Can anyone advise us if this is possible? I read threads from 2010 of a stepchild sponsorship where the child changed their name at age 10 but was now 21. I wanted to know if there is any up to date information on this subject. Please let me know if you can or who we can call to ask.

Thanks in advance

DJ

Your advice is welcomed.


----------



## XDoodlebugger (Jan 24, 2012)

expatdj said:


> Hi Everyone
> Is it possible to sponsor a stepchild? We are moving from Kuwait to Dubai in July and my husband wishes to sponsor my daughter. We have changed her name by deed poll and will have a passport that has her new family name. We also have a document that shows agreement by the father that he agrees to her living overseas. We are British incidentally.
> 
> Has anyone had any experience in sponsorship of a stepchild? What documents are required to do this? I will have her birth certificate attested, along with the father's agreement letter. Is there anything else needed and most importantly can it be done? We had a nightmare in Kuwait and I sponsored her with my job. However I don't plan to work in Dubai. I want to have all the necessary paperwork before we arrive in Dubai. I have searched the web, called the DNRB but have no answers as yet.
> ...


I just had one of my people do this, the attested letter from the father was the thing they needed out of the ordinary.


----------



## expatdj (Apr 4, 2013)

Hi XDoodle******
Thanks for you reply.
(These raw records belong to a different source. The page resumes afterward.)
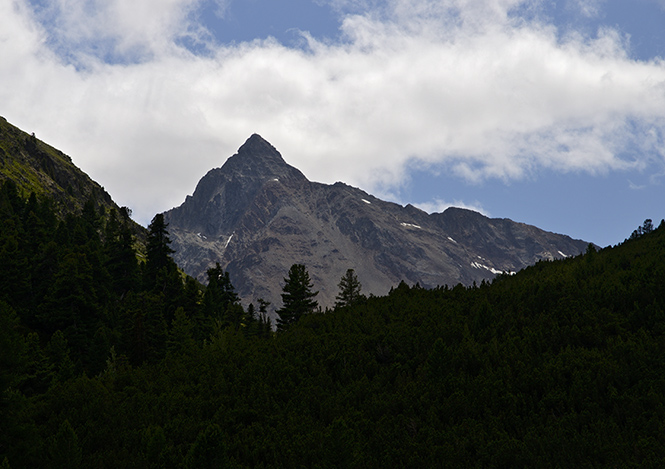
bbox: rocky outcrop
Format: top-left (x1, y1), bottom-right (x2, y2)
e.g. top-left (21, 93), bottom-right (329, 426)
top-left (165, 135), bottom-right (588, 307)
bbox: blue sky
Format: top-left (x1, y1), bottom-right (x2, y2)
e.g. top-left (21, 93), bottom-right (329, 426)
top-left (0, 0), bottom-right (665, 246)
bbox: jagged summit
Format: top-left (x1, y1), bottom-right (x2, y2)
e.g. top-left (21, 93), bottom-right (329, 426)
top-left (220, 134), bottom-right (305, 180)
top-left (165, 134), bottom-right (587, 308)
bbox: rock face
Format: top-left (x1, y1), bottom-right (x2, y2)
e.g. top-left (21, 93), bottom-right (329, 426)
top-left (165, 135), bottom-right (588, 308)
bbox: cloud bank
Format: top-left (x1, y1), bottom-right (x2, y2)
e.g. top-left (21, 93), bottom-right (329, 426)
top-left (0, 0), bottom-right (665, 224)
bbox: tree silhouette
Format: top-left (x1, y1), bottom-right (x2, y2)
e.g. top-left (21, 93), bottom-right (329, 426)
top-left (277, 264), bottom-right (319, 331)
top-left (335, 269), bottom-right (365, 308)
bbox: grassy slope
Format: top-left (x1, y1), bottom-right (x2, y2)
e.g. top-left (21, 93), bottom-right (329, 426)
top-left (0, 117), bottom-right (144, 237)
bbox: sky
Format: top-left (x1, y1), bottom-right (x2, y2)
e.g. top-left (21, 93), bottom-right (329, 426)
top-left (0, 0), bottom-right (665, 246)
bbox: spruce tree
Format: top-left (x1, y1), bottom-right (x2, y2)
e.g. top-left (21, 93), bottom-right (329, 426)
top-left (145, 213), bottom-right (178, 290)
top-left (277, 264), bottom-right (319, 331)
top-left (335, 269), bottom-right (365, 308)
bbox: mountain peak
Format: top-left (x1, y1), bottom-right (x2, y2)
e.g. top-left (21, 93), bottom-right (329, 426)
top-left (238, 134), bottom-right (281, 158)
top-left (221, 134), bottom-right (305, 180)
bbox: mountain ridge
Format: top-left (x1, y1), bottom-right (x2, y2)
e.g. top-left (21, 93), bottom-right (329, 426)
top-left (0, 117), bottom-right (145, 239)
top-left (165, 134), bottom-right (588, 307)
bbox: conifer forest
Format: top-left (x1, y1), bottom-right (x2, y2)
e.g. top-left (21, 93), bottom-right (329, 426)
top-left (0, 182), bottom-right (665, 468)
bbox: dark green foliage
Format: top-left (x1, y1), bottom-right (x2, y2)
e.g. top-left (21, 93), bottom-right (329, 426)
top-left (0, 178), bottom-right (665, 468)
top-left (185, 424), bottom-right (229, 469)
top-left (277, 264), bottom-right (319, 331)
top-left (48, 420), bottom-right (82, 469)
top-left (335, 269), bottom-right (365, 308)
top-left (203, 263), bottom-right (244, 329)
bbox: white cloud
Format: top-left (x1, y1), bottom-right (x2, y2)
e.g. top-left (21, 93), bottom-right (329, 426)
top-left (0, 0), bottom-right (665, 223)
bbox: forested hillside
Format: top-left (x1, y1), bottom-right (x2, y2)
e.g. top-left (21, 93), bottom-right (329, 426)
top-left (0, 183), bottom-right (665, 468)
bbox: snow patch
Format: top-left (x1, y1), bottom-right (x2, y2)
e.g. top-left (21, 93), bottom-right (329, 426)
top-left (471, 262), bottom-right (503, 274)
top-left (224, 233), bottom-right (235, 249)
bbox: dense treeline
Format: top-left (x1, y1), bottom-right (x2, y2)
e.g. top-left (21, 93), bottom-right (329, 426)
top-left (0, 179), bottom-right (665, 468)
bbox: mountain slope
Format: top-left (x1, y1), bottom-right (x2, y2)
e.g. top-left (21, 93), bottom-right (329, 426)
top-left (165, 135), bottom-right (588, 307)
top-left (0, 117), bottom-right (145, 233)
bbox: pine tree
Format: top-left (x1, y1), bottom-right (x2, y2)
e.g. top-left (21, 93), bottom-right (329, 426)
top-left (48, 420), bottom-right (82, 469)
top-left (145, 213), bottom-right (178, 290)
top-left (335, 269), bottom-right (365, 308)
top-left (166, 307), bottom-right (196, 356)
top-left (277, 264), bottom-right (319, 331)
top-left (203, 263), bottom-right (244, 326)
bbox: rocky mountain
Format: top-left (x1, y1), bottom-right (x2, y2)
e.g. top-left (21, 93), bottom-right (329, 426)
top-left (165, 135), bottom-right (588, 308)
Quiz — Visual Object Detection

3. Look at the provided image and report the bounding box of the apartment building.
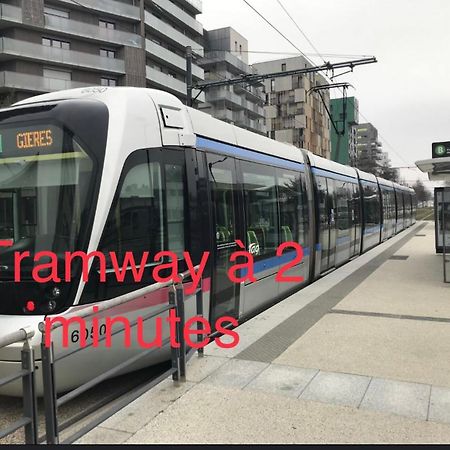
[330,97,359,166]
[198,27,266,134]
[0,0,204,106]
[356,123,387,175]
[253,56,331,159]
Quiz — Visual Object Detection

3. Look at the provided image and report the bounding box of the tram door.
[327,178,338,269]
[207,154,244,323]
[316,176,337,273]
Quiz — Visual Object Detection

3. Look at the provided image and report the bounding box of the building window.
[98,19,116,30]
[43,68,72,81]
[100,48,116,58]
[44,6,69,19]
[100,77,117,87]
[42,38,70,50]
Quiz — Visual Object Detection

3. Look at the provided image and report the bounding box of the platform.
[75,222,450,444]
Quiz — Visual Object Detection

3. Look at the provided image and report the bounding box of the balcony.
[212,109,234,122]
[146,66,186,96]
[145,39,205,80]
[207,88,244,110]
[0,71,92,93]
[45,14,142,47]
[200,50,252,74]
[52,0,141,21]
[0,4,22,28]
[145,11,203,56]
[146,66,205,103]
[0,38,125,74]
[153,0,203,36]
[184,0,203,14]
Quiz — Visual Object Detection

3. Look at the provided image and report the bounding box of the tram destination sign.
[0,124,63,159]
[433,142,450,158]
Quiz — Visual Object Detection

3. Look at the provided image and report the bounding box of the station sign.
[0,124,63,159]
[433,142,450,158]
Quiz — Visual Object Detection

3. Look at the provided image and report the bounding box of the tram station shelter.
[416,142,450,282]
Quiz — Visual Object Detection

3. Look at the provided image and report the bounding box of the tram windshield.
[0,100,108,314]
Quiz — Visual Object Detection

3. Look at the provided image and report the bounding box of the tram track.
[0,363,170,444]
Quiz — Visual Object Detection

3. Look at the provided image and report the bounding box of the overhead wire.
[250,0,408,168]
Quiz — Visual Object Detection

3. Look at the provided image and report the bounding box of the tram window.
[165,164,186,258]
[316,177,329,228]
[210,165,235,245]
[334,180,352,232]
[242,162,280,256]
[363,184,381,228]
[99,150,164,267]
[277,169,303,244]
[299,173,309,245]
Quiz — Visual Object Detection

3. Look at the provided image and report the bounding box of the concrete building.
[330,97,359,166]
[0,0,204,105]
[356,123,385,175]
[198,27,266,134]
[253,56,331,159]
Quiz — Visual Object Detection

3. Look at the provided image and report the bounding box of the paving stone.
[102,378,195,436]
[245,364,318,398]
[186,356,228,383]
[428,386,450,423]
[300,372,370,408]
[202,359,268,389]
[75,426,133,445]
[361,378,431,420]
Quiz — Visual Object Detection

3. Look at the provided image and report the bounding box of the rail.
[0,328,38,444]
[39,266,203,444]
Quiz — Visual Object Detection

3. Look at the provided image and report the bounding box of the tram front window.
[0,141,92,255]
[0,114,100,314]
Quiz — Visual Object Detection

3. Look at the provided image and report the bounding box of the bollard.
[175,283,186,381]
[195,280,205,357]
[169,290,180,381]
[41,340,59,444]
[21,340,38,445]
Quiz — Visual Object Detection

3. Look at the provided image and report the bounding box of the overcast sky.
[199,0,450,186]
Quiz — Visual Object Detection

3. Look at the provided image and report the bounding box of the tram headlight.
[50,286,61,298]
[40,300,57,314]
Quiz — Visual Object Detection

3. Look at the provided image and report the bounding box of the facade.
[253,56,331,159]
[198,27,266,134]
[0,0,204,106]
[330,97,359,167]
[356,123,386,175]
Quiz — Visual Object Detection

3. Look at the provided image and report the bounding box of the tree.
[380,162,400,183]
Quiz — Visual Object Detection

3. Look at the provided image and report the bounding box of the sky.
[198,0,450,187]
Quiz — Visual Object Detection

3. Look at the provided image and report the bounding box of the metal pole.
[22,340,38,445]
[175,283,186,381]
[195,280,205,357]
[169,290,180,381]
[186,45,192,106]
[41,342,59,444]
[442,188,448,283]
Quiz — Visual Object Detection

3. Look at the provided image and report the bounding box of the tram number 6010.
[70,324,106,344]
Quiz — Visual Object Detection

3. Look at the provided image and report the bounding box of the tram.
[0,87,416,395]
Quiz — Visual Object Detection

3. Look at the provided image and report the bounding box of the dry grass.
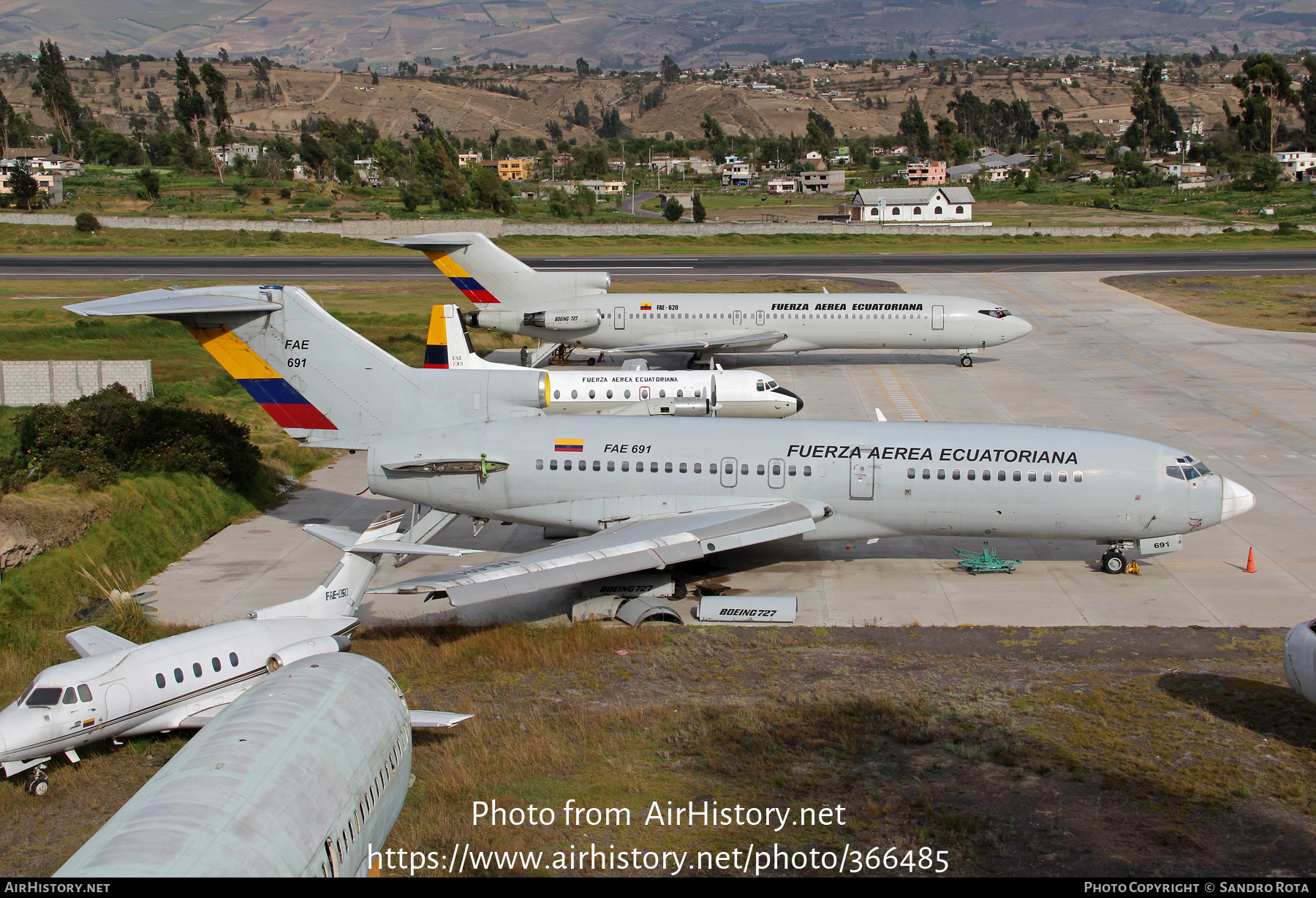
[1102,274,1316,333]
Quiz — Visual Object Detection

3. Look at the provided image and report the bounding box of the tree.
[1229,53,1303,153]
[201,62,233,143]
[896,97,931,155]
[30,41,82,142]
[174,50,205,135]
[10,166,41,212]
[137,167,161,201]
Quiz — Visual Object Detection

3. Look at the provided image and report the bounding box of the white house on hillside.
[842,186,974,224]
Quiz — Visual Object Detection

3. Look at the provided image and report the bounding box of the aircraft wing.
[604,331,786,353]
[64,627,137,658]
[370,502,831,605]
[408,710,475,730]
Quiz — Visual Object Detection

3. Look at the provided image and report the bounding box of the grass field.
[1102,274,1316,333]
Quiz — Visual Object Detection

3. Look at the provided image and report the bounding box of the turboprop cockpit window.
[28,686,64,709]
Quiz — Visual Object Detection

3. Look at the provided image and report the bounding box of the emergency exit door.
[850,459,877,499]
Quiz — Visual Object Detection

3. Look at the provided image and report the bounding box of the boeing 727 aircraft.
[383,233,1033,367]
[67,287,1254,605]
[425,298,804,418]
[0,512,469,796]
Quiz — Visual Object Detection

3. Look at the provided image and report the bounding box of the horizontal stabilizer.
[64,287,283,317]
[409,711,475,730]
[301,524,482,556]
[605,331,786,353]
[371,500,832,605]
[64,627,137,658]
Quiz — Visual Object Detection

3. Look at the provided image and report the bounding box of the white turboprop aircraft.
[425,298,804,418]
[0,512,470,796]
[382,233,1033,367]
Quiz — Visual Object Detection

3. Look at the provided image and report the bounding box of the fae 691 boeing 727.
[67,287,1254,605]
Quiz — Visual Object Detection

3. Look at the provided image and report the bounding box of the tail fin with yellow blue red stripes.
[380,232,612,311]
[425,306,494,369]
[66,286,548,449]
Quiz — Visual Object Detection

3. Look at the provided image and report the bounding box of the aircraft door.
[721,459,735,486]
[850,459,878,499]
[102,682,133,723]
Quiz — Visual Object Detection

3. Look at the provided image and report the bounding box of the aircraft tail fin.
[425,306,494,369]
[380,232,612,311]
[64,286,548,449]
[252,511,405,620]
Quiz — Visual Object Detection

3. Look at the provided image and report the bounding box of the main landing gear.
[23,763,50,798]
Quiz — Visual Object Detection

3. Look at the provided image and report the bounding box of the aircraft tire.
[1102,551,1128,574]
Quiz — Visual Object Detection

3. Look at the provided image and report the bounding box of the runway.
[144,271,1316,627]
[7,249,1316,283]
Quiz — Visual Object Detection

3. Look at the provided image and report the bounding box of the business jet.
[382,233,1033,367]
[425,298,804,418]
[56,654,428,880]
[0,512,464,796]
[66,287,1254,605]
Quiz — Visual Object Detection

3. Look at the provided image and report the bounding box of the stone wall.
[0,360,154,406]
[0,212,1316,240]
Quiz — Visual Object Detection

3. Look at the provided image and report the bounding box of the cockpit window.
[28,686,64,709]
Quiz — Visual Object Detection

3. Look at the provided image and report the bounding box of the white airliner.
[56,654,423,878]
[67,287,1255,605]
[383,233,1033,367]
[425,306,804,418]
[0,512,464,796]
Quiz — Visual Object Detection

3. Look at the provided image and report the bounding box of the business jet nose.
[1220,477,1257,521]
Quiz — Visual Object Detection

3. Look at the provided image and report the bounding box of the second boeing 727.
[383,233,1033,367]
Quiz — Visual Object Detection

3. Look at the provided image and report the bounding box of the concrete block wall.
[0,360,154,406]
[0,212,1316,240]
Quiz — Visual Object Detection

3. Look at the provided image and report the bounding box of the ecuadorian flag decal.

I have the no objection letter ready but I wondered if you had the document attested by UAE embassy before entering the country? Previously I had documents legalised by FCO in the UK when we moved to Kuwait. However, I understand that many documents need legalising at the UAE embassy in London before I arrive in Dubai. Can you shed some light on this?
You say one of your people just do this, was this an employee of yours? Sorry for all the questions I just want to ensure I come armed with all documents I need to arrange our daughters residency smoothly.  Thanks in advance for your help.
Expatdj


----------



## XDoodlebugger (Jan 24, 2012)

expatdj said:


> Hi XDoodle******
> Thanks for you reply. I have the no objection letter ready but I wondered if you had the document attested by UAE embassy before entering the country? Previously I had documents legalised by FCO in the UK when we moved to Kuwait. However, I understand that many documents need legalising at the UAE embassy in London before I arrive in Dubai. Can you shed some light on this?
> You say one of your people just do this, was this an employee of yours? Sorry for all the questions I just want to ensure I come armed with all documents I need to arrange our daughters residency smoothly.  Thanks in advance for your help.
> Expatdj


They were attested at the UAE embassy in South Africa after they arrived, get it done before you come.

Yes, this person was an employee.


----------